İç çekerek mutfaktan çaydanlığı alıp odaya geçtim. İkimize de servis tabakları hazırladığım an Akif geri dönmüştü. Çayını ve tabağını önüne bıraktıktan sonra biraz uzağında olacak şekilde oturdum koltuğa. Doğum günü olduğu için konuyu açıp canını sıkmak istemiyordum.
"Ellerine sağlık. Limonlu mu bu? Sevdiğimi söylemiş miydim?"
"Afiyet olsun. Helin söyledi." Diye yanıtladım düz bir sesle. Oysaki bu durumu fırsata çevirebilir, aşktan hissettiğimi bile söyleyebilirdim. Uğraşmak gelmemişti içimden.
"Onun da bilmediği şey yok."
Cevaplamadım. Gözüm sürekli parmağımdaki yüzüğe kayıyordu zaten. O kadar güzeldi ki! Aramızdaki sevginin somut bir kanıtıydı bu. Evlenecektik. Bir yuvamız olacaktı. Hiç bilmediğim bir şehirde, hiç bilmediğim bir adama attığım mesaj bizi nerelere getirmişti.
Hastanede muayene sırasında görmüştüm Akif'i ilk. Kalp krizi geçirdiğimi zannederek gittiğim acilin doktoru beni psikiyatriste yönlendirince önce şaşırmış, sonra da şifa yılan zehri de olsa kabulüm mantığıyla koşturmuştum. Hiç arkadaşım yoktu, alıştığım şehir kültüründen çok uzak bir kültüre sahipti Kars. İlçe tüm gelişmişliğine rağmen bana küçücük geliyordu. İsmimin ekranda yandığını görünce ayaklanmıştımki benden önceki hasta çıktı odadan. Sarı saçları, mavi gözleri, güzel yüzüyle değil Kars, Mars'a gitse yine gösterirdi kendini.
Artık ne kadar şaşırdıysam benim için kapıyı açık tutup girmemi beklemişti. Yüzüme bakmıyordu.
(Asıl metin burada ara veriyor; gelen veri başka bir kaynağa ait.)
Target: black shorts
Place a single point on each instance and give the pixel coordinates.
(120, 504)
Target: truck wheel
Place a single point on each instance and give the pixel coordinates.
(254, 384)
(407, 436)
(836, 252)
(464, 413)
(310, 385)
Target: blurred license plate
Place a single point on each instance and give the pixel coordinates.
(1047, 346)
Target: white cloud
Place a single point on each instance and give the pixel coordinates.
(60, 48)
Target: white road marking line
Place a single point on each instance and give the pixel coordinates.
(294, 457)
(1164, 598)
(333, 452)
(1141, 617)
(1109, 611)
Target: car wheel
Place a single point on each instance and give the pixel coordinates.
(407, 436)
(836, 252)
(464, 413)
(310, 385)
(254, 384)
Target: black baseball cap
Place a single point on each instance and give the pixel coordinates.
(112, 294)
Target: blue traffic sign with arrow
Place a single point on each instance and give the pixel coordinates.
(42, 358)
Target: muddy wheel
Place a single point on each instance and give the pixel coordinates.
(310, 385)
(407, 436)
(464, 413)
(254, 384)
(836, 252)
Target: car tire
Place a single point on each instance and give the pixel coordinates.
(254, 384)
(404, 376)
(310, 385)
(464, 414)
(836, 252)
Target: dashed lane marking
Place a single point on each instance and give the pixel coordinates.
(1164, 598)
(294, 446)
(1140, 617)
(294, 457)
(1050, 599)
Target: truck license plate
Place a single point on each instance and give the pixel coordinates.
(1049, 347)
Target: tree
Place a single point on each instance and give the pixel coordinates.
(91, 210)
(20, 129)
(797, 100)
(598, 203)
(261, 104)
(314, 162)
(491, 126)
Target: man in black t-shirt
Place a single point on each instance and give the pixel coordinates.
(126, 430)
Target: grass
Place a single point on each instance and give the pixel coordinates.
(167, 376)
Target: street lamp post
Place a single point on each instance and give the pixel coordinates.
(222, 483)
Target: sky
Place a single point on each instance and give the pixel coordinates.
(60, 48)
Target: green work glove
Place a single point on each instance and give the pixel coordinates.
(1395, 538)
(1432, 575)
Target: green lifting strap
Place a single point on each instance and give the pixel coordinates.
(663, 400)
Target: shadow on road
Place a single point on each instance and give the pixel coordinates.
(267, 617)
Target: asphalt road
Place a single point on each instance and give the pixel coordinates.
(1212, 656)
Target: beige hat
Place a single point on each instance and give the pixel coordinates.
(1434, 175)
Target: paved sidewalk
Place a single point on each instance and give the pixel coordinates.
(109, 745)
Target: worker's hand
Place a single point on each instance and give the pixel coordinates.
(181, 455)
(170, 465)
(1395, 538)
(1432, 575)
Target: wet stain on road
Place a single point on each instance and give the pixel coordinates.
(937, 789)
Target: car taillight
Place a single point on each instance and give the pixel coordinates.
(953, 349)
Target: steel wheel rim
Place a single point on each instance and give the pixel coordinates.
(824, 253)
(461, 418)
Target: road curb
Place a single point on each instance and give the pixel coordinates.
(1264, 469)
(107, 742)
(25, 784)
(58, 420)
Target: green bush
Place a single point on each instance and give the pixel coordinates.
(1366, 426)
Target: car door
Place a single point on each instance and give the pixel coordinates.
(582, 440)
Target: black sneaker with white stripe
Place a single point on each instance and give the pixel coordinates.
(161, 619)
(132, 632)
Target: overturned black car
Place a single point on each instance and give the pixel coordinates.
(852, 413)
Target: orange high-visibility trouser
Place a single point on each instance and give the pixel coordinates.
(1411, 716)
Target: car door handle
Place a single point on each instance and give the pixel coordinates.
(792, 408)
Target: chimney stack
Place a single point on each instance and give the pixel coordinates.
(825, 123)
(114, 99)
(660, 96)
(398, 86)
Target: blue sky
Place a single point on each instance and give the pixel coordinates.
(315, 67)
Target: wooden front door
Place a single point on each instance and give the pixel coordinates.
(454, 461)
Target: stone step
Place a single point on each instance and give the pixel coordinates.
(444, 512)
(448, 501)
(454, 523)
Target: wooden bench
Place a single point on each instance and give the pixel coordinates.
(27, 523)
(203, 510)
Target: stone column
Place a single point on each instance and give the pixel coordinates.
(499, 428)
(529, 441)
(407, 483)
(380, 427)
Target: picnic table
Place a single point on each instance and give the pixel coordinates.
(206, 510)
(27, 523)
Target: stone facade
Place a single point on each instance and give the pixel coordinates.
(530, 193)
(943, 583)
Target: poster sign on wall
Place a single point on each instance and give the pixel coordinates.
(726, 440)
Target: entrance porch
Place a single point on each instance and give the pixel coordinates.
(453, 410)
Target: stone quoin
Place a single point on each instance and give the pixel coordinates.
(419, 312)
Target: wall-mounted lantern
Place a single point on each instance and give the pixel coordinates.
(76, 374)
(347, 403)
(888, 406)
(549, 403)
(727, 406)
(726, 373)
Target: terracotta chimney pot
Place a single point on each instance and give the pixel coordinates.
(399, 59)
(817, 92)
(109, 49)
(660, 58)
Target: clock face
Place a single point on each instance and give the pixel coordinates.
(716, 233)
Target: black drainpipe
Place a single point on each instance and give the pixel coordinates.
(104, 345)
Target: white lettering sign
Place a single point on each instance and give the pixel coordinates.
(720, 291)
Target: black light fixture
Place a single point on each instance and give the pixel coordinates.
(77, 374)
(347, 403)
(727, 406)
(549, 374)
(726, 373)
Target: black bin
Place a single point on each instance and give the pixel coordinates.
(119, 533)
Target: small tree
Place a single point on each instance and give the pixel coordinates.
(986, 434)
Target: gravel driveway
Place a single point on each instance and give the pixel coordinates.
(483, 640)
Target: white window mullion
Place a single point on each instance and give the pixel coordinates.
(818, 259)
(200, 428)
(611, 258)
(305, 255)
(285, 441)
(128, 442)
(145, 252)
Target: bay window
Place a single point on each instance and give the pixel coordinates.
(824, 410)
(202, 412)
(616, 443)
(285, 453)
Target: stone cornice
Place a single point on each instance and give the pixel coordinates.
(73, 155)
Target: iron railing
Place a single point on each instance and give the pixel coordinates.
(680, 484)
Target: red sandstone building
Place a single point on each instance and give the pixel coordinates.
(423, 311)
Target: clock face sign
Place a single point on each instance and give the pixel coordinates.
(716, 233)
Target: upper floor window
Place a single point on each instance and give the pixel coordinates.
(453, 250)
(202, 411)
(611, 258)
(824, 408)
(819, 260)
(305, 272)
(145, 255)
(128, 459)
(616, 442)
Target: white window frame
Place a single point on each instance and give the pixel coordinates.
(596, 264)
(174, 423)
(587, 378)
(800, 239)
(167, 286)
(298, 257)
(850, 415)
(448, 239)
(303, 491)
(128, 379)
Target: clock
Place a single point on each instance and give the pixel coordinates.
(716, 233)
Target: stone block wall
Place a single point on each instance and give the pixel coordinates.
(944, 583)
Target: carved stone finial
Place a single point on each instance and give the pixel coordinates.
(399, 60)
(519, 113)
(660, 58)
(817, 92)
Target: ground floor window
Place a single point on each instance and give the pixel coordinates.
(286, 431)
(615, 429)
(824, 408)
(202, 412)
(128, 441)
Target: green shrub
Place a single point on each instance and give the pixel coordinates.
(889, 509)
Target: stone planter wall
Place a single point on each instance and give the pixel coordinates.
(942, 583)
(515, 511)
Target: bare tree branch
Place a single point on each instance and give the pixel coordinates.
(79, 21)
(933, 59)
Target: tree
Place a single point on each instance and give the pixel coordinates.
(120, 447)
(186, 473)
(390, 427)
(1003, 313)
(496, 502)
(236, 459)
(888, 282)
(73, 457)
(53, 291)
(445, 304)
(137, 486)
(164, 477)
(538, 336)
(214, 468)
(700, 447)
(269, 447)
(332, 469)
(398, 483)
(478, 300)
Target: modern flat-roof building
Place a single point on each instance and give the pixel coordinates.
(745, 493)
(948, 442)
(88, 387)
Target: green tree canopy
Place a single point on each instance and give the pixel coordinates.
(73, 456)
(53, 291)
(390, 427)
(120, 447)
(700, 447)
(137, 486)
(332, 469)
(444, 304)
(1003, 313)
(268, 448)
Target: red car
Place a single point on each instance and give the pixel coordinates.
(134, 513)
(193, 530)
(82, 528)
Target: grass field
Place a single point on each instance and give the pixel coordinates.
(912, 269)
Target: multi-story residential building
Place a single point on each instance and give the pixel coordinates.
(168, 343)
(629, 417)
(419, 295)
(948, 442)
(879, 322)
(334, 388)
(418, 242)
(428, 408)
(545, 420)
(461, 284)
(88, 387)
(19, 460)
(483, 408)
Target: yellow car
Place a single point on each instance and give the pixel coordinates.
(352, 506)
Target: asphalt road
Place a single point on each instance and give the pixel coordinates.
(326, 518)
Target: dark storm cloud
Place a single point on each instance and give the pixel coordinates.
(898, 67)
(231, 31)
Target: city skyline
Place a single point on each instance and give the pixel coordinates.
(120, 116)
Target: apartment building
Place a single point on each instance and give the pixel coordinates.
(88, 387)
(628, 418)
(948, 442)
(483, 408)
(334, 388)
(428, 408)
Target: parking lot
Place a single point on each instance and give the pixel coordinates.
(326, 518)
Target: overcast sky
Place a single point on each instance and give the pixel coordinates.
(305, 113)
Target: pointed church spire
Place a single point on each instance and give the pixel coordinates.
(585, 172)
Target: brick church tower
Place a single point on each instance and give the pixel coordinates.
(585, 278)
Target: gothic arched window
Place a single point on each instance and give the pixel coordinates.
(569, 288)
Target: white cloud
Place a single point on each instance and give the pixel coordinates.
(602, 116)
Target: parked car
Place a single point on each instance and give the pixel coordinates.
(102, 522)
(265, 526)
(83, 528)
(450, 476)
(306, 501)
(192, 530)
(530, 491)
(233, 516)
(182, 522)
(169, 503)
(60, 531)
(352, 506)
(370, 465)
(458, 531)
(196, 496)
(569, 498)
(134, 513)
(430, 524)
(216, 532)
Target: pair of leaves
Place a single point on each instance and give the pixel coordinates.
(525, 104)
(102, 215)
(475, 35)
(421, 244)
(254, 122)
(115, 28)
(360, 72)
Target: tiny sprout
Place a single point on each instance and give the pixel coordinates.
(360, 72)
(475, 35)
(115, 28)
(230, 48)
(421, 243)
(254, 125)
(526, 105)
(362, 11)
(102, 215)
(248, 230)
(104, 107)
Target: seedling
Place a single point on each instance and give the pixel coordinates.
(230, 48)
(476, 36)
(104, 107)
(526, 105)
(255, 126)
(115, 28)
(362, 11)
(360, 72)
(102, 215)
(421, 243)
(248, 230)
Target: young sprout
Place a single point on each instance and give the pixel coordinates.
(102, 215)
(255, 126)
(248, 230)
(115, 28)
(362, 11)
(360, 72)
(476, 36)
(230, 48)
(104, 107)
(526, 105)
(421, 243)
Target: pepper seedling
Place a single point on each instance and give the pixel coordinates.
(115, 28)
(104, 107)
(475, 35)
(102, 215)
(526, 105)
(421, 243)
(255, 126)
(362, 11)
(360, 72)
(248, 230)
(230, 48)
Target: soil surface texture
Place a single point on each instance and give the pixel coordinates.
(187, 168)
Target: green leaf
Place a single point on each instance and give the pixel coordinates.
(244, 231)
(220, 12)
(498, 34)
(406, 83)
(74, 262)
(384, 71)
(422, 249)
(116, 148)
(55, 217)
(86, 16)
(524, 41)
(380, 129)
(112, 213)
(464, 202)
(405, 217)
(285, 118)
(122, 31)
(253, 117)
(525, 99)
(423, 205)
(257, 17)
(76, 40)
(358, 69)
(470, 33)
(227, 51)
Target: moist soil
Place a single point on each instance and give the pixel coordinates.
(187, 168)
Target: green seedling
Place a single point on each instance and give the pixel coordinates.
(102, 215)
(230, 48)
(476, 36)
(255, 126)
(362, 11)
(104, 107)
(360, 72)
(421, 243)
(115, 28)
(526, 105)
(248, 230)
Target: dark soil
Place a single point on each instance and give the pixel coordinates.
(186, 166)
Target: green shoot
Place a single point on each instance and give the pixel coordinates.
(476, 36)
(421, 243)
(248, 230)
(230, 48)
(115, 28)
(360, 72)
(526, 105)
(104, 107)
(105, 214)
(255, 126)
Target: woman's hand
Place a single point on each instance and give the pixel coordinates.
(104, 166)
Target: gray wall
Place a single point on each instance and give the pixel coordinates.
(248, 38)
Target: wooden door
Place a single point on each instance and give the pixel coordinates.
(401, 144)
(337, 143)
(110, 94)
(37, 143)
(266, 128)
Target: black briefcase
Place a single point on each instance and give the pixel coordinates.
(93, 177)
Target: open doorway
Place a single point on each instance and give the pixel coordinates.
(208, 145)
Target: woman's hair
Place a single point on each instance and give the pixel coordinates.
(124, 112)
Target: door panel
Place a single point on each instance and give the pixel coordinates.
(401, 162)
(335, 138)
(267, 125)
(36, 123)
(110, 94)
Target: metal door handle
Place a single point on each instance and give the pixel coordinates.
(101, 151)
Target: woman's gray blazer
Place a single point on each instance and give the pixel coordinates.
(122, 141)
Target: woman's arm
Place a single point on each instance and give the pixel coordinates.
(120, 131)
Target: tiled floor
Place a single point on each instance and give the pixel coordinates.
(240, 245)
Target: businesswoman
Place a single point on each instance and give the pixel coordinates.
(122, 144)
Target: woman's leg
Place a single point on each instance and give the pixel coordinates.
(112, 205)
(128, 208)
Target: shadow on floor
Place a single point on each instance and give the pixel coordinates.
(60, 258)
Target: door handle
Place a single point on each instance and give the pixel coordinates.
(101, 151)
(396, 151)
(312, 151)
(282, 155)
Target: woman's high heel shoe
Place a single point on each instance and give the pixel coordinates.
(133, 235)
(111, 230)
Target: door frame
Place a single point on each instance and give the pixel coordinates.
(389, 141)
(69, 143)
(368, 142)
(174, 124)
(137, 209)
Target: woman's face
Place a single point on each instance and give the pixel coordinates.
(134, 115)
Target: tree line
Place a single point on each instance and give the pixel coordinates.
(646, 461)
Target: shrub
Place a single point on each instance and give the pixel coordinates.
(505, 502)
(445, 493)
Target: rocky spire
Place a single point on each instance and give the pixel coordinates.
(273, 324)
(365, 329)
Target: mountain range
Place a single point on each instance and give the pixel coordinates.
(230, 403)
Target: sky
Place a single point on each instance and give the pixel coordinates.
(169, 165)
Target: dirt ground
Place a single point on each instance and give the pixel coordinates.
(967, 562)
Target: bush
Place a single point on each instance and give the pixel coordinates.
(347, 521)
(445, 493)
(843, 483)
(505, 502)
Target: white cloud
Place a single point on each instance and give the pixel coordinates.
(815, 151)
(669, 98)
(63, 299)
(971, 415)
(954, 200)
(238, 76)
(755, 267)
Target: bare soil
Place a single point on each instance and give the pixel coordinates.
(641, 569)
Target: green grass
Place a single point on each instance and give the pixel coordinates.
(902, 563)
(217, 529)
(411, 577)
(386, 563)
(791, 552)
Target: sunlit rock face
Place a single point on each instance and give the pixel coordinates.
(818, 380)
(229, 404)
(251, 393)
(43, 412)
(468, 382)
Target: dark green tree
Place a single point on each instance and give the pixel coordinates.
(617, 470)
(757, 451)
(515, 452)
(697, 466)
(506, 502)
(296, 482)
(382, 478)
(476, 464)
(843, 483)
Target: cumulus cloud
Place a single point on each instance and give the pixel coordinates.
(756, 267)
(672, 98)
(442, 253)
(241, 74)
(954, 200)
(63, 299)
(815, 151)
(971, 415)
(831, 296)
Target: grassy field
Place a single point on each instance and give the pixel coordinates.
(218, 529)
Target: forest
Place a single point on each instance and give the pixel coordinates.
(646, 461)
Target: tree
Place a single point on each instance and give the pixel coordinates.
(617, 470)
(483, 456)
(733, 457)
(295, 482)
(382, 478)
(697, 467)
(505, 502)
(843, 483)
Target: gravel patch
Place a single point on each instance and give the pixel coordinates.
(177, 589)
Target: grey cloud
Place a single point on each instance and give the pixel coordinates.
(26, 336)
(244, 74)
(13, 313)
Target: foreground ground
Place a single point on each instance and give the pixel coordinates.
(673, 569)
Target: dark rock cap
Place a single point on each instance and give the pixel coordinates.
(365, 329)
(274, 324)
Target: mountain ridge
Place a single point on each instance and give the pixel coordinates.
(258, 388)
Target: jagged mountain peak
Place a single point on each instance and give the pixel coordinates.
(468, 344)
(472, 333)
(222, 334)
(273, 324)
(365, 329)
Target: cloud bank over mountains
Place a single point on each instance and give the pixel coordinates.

Teşekkür etmiş olmam bile çekmemişti dikkatini. İçeriye girerken doktor bir sonraki ay aynı günde gelmesini söylemişti tekrar. Akif yalnızca başıyla onayladı ve çıkıp gitti.
Bende bir sonraki ay, aynı günde oradaydım. Dakikalarca bekledim. Sonra üzerinde bu sefer üniformalarıyla belirdi Akif. Hani böyle kapalı bir alana girmekten korkarsınızda yanınıza güvenilecek birini ararsınız ya? Veyahut metroya binerken gözünüze kestirdiğiniz ve güvenebileceğiniz birine yakın durursunuz. Benim için tek duygu güvendi. Arıyordum ve bulmuştum. Buralara yabancıydı çünkü, aynı sorunları yaşıyor olabilirdik.
Umutla yanına doğru ilerlediğimde doktorun sekreterine yaklaşıp bugün için doktorla sözleşmiş olduğunu ancak kayıt yaptıramadığını söyledi. Sesinden anlayabileceğim tek şey yorgun olduğuydu. Arkasından bende alana doğru yaklaşmıştım. Bir kaç dakika sonra sekreterin aradığı doktor, hastasını randevusuz da alabileceğini söylemiş, sekreterinden kayıt açmasını istemişti. İşte orada almıştım Akif'in numarasını. İstemsizce yazılmıştı aklıma. Numarayı unutmamak için içimden tekrarlamaya o kadar odaklıydımki gittiğini bile fark edememiştim.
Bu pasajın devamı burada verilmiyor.